Tião diz que mantém os laços com a família, e que alguns até tentaram estreitar essa amizade com a ilusão de ter alguém famoso e supostamente rico como parente, devido à notoriedade recente de Bonifácio Preguiça na mídia. Desses pensamentos Tião ri, mas não se enraivece. Lamenta por não poder vê-los mais, agora que todos estão no litoral norte de São Paulo, mas pretende juntar dinheiro para visitá-los com mais frequência.”Nem me dava conta que família era importante mais, nem ligava pra parente.
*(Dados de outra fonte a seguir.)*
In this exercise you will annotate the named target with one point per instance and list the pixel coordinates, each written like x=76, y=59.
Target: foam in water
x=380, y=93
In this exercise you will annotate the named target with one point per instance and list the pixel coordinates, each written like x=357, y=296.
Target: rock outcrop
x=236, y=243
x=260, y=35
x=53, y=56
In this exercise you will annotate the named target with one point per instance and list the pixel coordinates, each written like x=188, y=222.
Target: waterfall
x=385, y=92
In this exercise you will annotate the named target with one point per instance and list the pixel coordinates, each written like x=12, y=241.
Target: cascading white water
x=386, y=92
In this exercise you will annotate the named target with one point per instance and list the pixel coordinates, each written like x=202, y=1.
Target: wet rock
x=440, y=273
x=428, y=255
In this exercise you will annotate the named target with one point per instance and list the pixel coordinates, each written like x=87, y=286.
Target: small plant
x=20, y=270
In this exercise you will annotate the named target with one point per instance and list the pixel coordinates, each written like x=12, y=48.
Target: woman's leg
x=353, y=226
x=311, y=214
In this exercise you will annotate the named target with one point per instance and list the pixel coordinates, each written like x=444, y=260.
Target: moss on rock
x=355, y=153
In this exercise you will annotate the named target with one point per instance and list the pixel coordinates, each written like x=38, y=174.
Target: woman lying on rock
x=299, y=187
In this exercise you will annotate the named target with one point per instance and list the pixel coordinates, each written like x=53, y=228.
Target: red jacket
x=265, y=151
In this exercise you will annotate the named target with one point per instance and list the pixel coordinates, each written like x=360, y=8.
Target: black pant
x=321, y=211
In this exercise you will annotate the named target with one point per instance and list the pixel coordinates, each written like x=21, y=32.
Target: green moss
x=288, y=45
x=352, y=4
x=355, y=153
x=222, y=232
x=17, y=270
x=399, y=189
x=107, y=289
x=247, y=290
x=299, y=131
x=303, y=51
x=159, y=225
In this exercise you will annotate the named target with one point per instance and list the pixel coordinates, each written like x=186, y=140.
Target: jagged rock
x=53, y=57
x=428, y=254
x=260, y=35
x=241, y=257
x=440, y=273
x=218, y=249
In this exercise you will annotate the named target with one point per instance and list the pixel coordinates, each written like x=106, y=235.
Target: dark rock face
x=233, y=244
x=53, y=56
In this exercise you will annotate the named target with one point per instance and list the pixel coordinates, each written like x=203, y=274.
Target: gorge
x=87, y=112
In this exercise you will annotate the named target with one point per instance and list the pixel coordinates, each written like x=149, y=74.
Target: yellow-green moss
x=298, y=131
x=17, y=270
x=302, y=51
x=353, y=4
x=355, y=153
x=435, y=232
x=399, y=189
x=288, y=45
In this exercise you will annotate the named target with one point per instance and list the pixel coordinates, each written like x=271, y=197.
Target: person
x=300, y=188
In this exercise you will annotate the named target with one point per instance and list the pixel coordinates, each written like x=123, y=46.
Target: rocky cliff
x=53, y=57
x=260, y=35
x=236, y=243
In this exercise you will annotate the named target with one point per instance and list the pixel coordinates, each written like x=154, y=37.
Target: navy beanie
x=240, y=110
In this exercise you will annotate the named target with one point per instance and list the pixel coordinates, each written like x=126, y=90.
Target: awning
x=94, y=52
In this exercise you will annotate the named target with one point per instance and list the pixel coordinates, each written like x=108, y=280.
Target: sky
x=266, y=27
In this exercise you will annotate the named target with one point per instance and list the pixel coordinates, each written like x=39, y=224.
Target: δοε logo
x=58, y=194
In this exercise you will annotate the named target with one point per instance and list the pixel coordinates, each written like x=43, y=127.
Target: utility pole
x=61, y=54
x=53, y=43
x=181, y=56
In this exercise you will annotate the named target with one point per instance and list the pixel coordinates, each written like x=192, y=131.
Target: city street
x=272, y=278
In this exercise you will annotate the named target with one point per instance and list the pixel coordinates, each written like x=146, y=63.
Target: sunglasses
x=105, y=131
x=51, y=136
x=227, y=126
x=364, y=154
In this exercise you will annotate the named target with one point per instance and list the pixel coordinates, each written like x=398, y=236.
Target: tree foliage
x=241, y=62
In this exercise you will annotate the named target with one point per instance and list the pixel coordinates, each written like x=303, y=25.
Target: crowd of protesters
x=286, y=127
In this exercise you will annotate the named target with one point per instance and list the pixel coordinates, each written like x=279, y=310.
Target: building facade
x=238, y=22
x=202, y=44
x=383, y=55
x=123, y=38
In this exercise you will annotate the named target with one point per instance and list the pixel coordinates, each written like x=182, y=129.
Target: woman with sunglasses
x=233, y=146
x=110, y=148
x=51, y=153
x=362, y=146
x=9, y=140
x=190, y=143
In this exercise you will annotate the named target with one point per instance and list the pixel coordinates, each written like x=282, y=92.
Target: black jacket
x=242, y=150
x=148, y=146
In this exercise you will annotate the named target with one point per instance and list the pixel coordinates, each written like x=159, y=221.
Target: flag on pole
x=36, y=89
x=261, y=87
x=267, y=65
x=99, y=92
Como todos da rua, eu queria que todos se explodissem.”
A fome, por Tião Nicomedes
Os olhos de Tião focalizam o horizonte quando se lembra da fome passada nos tempos em que morou nas ruas. O barulho do trem passa a ser elemento de fundo em sua fala mansa, lembrando aos poucos a real necessidade que a estadia ao ar livre proporcionava. “Uma fome passada na rua, também, além de comida, é vontade de fazer alguma coisa para mudar. Aí só a comida não resolve. Nós comemos, mas não vemos o efeito daquilo. É como se comesse e o corpo não reagisse à comida. Quem dorme na calçada mesmo sente, não anda, não consegue se locomover muito. Eu sei, pois passei muito disso. É um desespero que bate principalmente em sábados, domingos e feriados em que fecha tudo e todo mundo some. A gente falava que as pessoas costumam ter medo de drogados e bêbados. É mais fácil ter medo de alguém com fome, que não pensa e age por instinto. É uma fome estranha, é uma fome de oportunidades mesmo.”
Tião acredita que a fome possa ser solucionada, mas ressalta que moradia também é essencial. “Tem a favela do Moinho, embaixo do viaduto da avenida Rudge, aqui no centro de São Paulo, onde as pessoas passam mais fome em casa do que na rua. Às vezes não tem gás, não tem o que comer e não tem água, pois nessa favela são duas torneiras para todo mundo. Então eles enchem os tambores de água pra tomar banho, cozinhar e beber. Tanto a água não fica boa para se utilizar, quanto eles não têm disposição pra ficar enchendo aquilo toda hora. Por isso eles não têm tanta comida assim. As mesmas pessoas que distribuem comida na rua distribuem lá dentro pra tentar amenizar. E eles não têm o Bolsa Família. Hoje a maioria que precisa não tem.” Questionado sobre a solução para a fome, Tião é enfático. “O governo deveria proporcionar renda suficiente para o cidadão poder manter moradia e alimentação. Deveria existir pensão social. Encher a cidade de pensões e incentivar os donos a alugar as vagas para o pessoal da rua por um preço acessível. As pessoas detestam albergues, mas de pensão ninguém tem raiva.”, finaliza.